Most of the recent studies on readmission prediction used administrative, demographic and co-morbidity data extracted from EMR to build the predictive models for readmission prediction. Some of these works have tried to predict readmission for AMI patients, however most do not do well to predict the preventable readmissions within the first 30 days after discharge from hospital. Furthermore, the risk factors are not consistent across studies. However, no prediction model has been proposed for AMI patients in the Indian healthcare domain. In view of the above constraints, we decided to develop a prediction model for identification of patients at risk of readmission within zero to 30 days in the Indian healthcare domain.

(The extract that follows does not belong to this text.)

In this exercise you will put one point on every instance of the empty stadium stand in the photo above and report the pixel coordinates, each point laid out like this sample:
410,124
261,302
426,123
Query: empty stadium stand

This study is based on retrospective analysis of data extracted from the database system of Max group of hospitals in India for patients admitted at one of their facilities between January 2005 and December 2014, with a primary diagnosis for AMI. An AMI admission was identified by ICD-10 code l21 (acute myocardial infarction). We purposefully limited ourselves to the patient data available on the hospital information systems including the EMR, so as to ensure that the model derived from the study can be implemented on real time patient data available on the EMR system. We included patient related information under the broad heads of demographic, administrative, pathology, clinical procedure, radiology, and medication. Our study includes details for index and readmission of 2849 and 523 patients respectively (18.36 percent). The structure of processed data is shown in Figure 1(a).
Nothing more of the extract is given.